Antiguan administrator

Dwight Cuthbert Revire Gardiner is an Antiguan administrator, lawyer, and diplomat. He serves as the Director and Registrar General of the Antigua and Barbuda Department of Marine Services and Merchant Shipping (ADOMS) and as Antigua and Barbuda's Permanent Representative to the International Maritime Organization (IMO) and the International Seabed Authority (ISA).

== Early life and education ==
Gardiner was born in Parham Town, Saint Peter Parish, Antigua.

Gardiner earned an Associate of Science in Marine Technology and Marine Management in 1987 and a Bachelor of Science in Applied Technology, Marine Technology, and Business Management in 1988 from the Florida Institute of Technology. He later obtained a Master of Science in Maritime Safety Administration from the World Maritime University in 1990, followed by a Bachelor of Laws from the University of Buckingham (1996) and a Legal Education Certificate from the Hugh Wooding Law School in 1998.

== Career ==
Gardiner began his career with the Antigua and Barbuda Port Authority, serving as an apprentice and junior pilot from 1981 to 1987 before joining the Antigua and Barbuda Department of Marine Services and Merchant Shipping (ADOMS) as a marine inspector.

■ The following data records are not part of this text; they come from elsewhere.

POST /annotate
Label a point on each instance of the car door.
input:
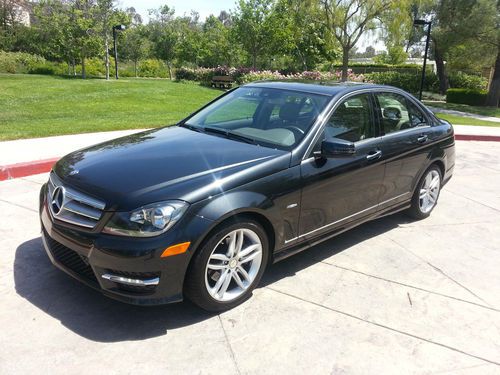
(405, 144)
(345, 188)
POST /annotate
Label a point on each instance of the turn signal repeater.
(175, 249)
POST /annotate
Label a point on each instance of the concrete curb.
(28, 168)
(471, 137)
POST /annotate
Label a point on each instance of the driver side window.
(352, 120)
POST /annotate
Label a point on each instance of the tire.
(217, 281)
(422, 203)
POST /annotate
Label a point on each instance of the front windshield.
(270, 117)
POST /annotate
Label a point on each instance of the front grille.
(135, 289)
(72, 206)
(70, 259)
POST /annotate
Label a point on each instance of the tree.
(252, 28)
(347, 20)
(301, 36)
(163, 35)
(135, 45)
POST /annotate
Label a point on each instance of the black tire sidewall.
(195, 288)
(415, 209)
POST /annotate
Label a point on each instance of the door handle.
(422, 139)
(375, 155)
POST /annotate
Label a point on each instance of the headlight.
(147, 221)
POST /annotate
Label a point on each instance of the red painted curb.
(483, 138)
(26, 169)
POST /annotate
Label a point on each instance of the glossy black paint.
(299, 197)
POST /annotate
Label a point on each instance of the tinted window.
(398, 113)
(352, 120)
(271, 117)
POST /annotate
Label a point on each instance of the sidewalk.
(26, 157)
(463, 114)
(31, 156)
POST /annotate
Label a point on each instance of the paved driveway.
(392, 296)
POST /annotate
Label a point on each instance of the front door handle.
(374, 155)
(422, 139)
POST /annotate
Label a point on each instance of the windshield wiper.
(191, 127)
(230, 135)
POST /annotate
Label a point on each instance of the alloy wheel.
(429, 191)
(233, 265)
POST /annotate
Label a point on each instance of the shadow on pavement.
(288, 267)
(91, 315)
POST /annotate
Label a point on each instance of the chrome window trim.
(327, 115)
(347, 217)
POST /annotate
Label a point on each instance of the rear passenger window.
(398, 113)
(352, 120)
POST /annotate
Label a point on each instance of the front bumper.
(91, 257)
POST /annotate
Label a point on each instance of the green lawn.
(38, 106)
(459, 120)
(485, 111)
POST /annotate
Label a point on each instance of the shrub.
(462, 80)
(20, 62)
(466, 96)
(152, 68)
(406, 81)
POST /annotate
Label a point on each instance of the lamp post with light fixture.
(424, 23)
(115, 29)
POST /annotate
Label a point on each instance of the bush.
(20, 62)
(460, 80)
(152, 68)
(466, 96)
(406, 81)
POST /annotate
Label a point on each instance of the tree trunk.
(84, 73)
(493, 98)
(169, 70)
(441, 70)
(106, 45)
(345, 63)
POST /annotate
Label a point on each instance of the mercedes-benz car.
(200, 209)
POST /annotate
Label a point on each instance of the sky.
(207, 7)
(203, 7)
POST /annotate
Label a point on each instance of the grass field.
(39, 106)
(460, 120)
(485, 111)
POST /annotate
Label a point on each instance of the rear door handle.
(422, 139)
(374, 155)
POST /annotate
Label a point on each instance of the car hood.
(166, 163)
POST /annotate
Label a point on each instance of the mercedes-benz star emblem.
(57, 202)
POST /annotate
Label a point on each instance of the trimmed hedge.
(460, 80)
(406, 81)
(466, 96)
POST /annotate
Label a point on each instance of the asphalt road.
(390, 297)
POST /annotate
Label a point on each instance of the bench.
(222, 82)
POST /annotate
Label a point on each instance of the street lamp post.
(115, 29)
(423, 23)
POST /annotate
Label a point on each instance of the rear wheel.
(426, 194)
(228, 267)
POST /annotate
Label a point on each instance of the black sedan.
(262, 172)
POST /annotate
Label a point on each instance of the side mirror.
(335, 147)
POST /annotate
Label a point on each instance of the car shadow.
(93, 316)
(290, 266)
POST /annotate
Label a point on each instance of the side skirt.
(285, 253)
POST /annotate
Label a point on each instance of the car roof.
(330, 88)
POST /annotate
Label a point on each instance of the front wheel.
(228, 267)
(426, 194)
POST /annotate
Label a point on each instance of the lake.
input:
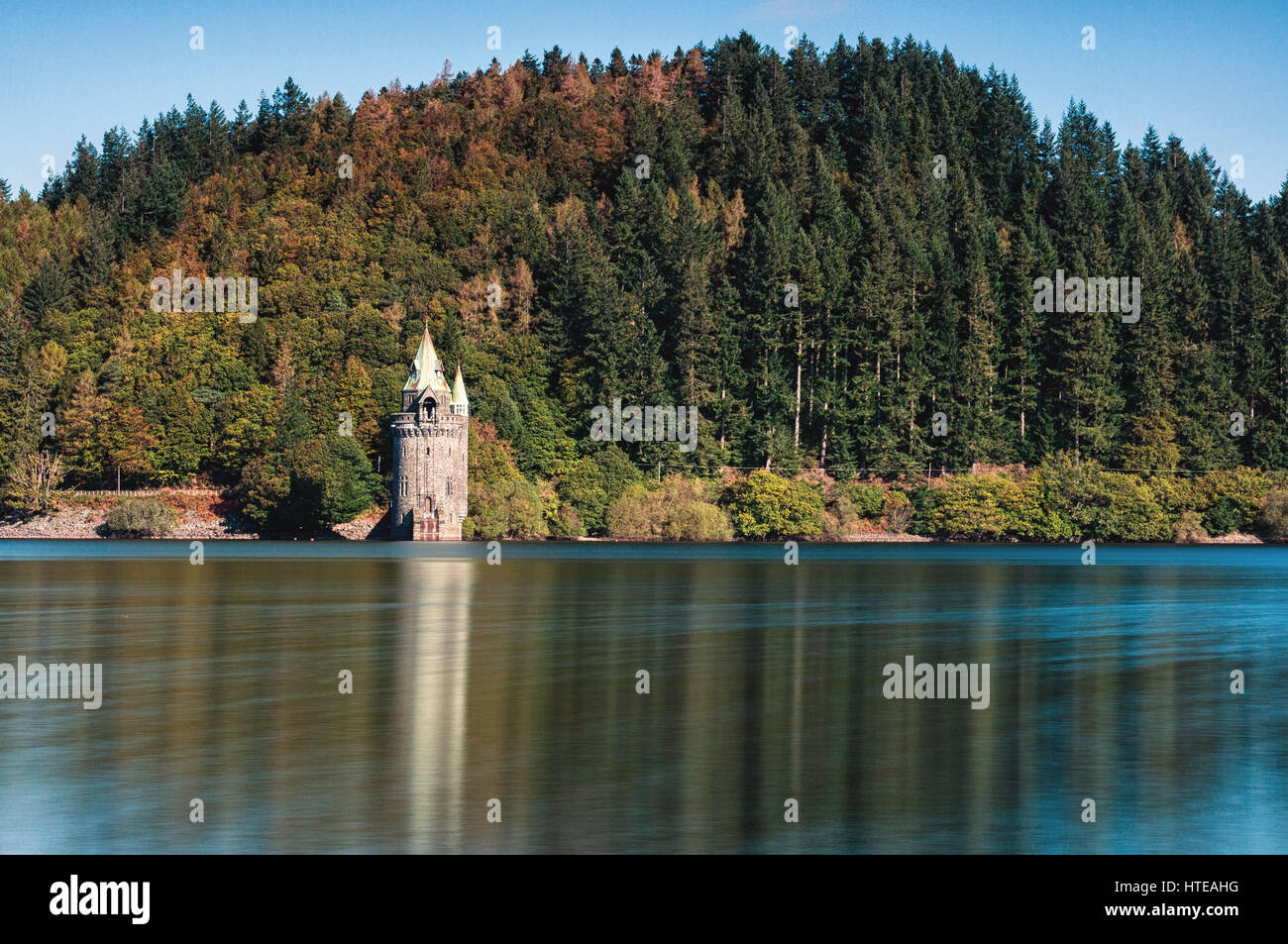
(511, 690)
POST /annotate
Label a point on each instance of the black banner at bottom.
(150, 893)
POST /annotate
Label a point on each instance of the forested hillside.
(575, 232)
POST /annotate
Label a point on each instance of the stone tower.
(430, 452)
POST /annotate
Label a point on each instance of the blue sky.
(1214, 73)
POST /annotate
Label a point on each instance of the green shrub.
(1273, 519)
(678, 509)
(897, 511)
(1231, 497)
(765, 506)
(1223, 517)
(867, 500)
(141, 518)
(320, 481)
(1189, 528)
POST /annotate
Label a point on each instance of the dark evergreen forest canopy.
(644, 219)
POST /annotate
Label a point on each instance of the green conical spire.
(426, 368)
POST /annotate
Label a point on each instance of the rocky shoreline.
(200, 524)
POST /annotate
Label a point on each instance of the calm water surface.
(516, 682)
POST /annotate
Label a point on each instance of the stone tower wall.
(430, 468)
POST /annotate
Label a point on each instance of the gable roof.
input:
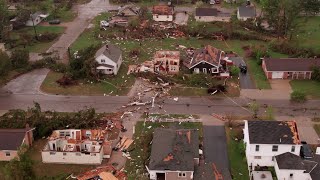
(162, 10)
(247, 11)
(208, 54)
(110, 51)
(291, 64)
(11, 139)
(291, 161)
(273, 132)
(206, 12)
(174, 150)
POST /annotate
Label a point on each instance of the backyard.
(140, 150)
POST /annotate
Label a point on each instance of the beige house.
(162, 13)
(167, 62)
(211, 15)
(12, 139)
(174, 154)
(76, 146)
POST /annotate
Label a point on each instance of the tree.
(298, 96)
(20, 58)
(5, 63)
(310, 7)
(282, 15)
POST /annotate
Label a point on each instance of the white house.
(109, 59)
(162, 13)
(76, 146)
(36, 18)
(266, 139)
(211, 15)
(246, 12)
(174, 154)
(289, 166)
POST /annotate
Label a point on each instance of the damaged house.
(266, 139)
(174, 154)
(167, 62)
(109, 59)
(76, 146)
(207, 60)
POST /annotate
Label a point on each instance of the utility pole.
(34, 27)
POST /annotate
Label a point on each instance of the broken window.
(274, 148)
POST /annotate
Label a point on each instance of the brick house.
(289, 68)
(12, 139)
(174, 154)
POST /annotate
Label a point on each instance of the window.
(257, 148)
(274, 148)
(181, 174)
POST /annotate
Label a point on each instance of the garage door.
(277, 75)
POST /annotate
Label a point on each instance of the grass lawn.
(311, 88)
(35, 46)
(141, 148)
(258, 75)
(237, 160)
(317, 128)
(121, 86)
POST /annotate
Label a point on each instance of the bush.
(298, 96)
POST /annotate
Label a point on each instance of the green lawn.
(112, 86)
(311, 88)
(258, 75)
(237, 160)
(141, 148)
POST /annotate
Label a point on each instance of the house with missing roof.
(36, 18)
(264, 140)
(162, 13)
(12, 139)
(109, 59)
(174, 154)
(77, 146)
(289, 68)
(208, 60)
(167, 62)
(292, 167)
(211, 15)
(246, 12)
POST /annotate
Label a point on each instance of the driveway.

He later served as senior deputy director and registrar of ships (1991–2003), maritime adviser to the government (2004–2009), and has been Director and Registrar General of ADOMS since 2009. During his tenure, he contributed to revisions of Antigua and Barbuda's Merchant Shipping Act and represented the country in negotiating maritime boundary agreements with the United Kingdom and France.

Since 2005, he has served as Antigua and Barbuda's Permanent Representative to the International Maritime Organization (IMO), and since 2015 as its Permanent Representative to the International Seabed Authority (ISA).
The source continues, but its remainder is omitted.